RIM has launched the first two parts of a four-part BlackBerry 10 Ready Program, to ensure all customers are prepared—and happy.

When BlackBerry 10 arrives Jan. 30, there will be no confusion, no head-scratching over how to set things up, no incompatible systems—not if Research In Motion can help it.

RIM has introduced a phased, four-part BlackBerry 10 Ready Program that officials said is designed to address the needs of its enterprise customers as they "prepare their environments" for the launch of RIM's long-awaited (twice-delayed) BlackBerry 10 platform and its Enterprise Service 10.

As of Dec. 6, the first two components are available. One is a BlackBerry 10 Ready Webcast series, offered in multiple languages, that's designed to offer information, answer questions and make sure that customers have "the tools they need ahead of launch," according to the company.

On the BlackBerry Webcast site, RIM customers can also email the company with their questions and, on Jan. 10, a panel will make sure "you've got the answers you need,” officials said.

The second is a BlackBerry 10 Ready Offer, which offers BlackBerry qualifying customers with BlackBerry Technical Support at the Advantage level or higher a free BlackBerry 10 smartphone when the new devices launch. To qualify, RIM said in a statement, "Customers will need to install and run BlackBerry Mobile Fusion (which will be succeeded by BlackBerry Enterprise Service 10) and successfully complete an exclusive online learning course."

RIM has said that it will offer a full touch-screen BlackBerry 10 smartphone, as well as an option with a dedicated QWERTY keypad. CEO Thorsten Heins, during an August interview with eWEEK, promised to wow the industry with both. The company has done extensive work to improve its already well-liked QWERTY keyboard and invested heavily to upgrade its often-criticized virtual keyboard experience.

"This is going to set the bar for other touch devices," said Heins.

Once a leading solution and smartphone maker, RIM has failed to compete with the Apple iPhone and Android-running devices such as Samsung's Galaxy line.
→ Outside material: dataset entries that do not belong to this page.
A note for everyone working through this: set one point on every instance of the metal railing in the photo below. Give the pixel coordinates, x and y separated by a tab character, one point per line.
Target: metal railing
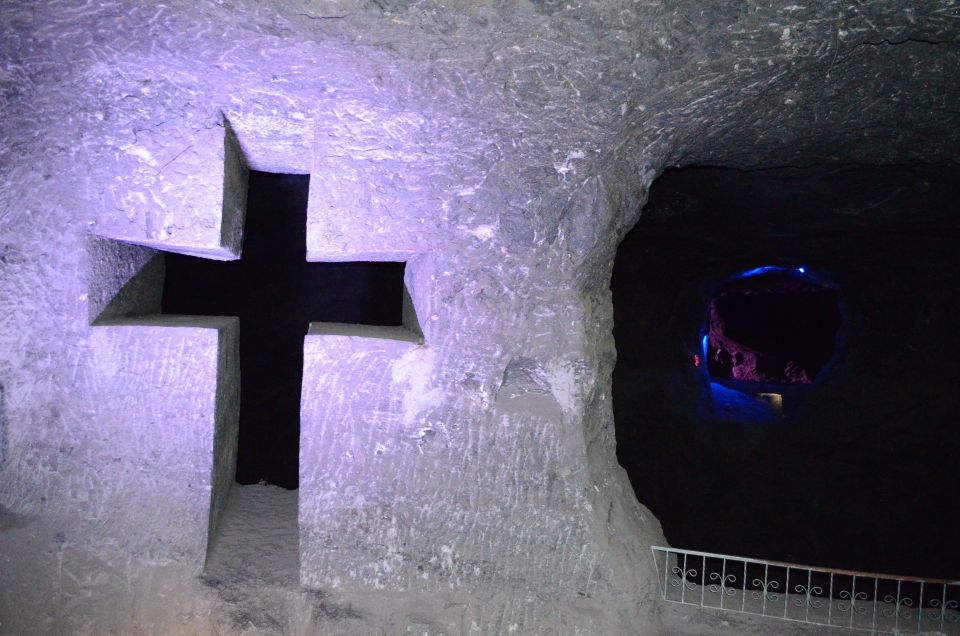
862	601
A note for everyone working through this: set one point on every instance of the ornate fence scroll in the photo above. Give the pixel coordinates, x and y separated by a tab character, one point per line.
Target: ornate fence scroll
862	601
During the third quarter, RIM held on to a 2.1 percent share, while market leader Samsung increased its holding to nearly 23 percent, Nokia's shares fell to 19.2 percent and Apple, largely without the benefit of the iPhone 5, which went on sale with just days left in the quarter, held a 5.5 percent share, according to Gartner.

RIM's operating share fell to 5.3 percent during the quarter, from 11 percent a year ago, while Android more than dominated, with a 72. 4 percent share globally.

Amid rumors that the struggling company could be purchased outright or sell off assets, Heins has conceded that the company has hired advisors and is investigating all its options—though it's unlikely to move on these before the launch of BlackBerry 10.

Where Heins has remained firm is in his insistence that BlackBerry 10 will both impress and give RIM the forward momentum it needs.

"I am positive that when we launch BlackBerry 10," Heins said during a July interview on a Canadian radio program, "there will be huge support from our carrier partners ... and that we will reemerge specifically in the U.S. and in Canada as a very strong player—not just in the smartphone market, but also emerging in the mobile computing market."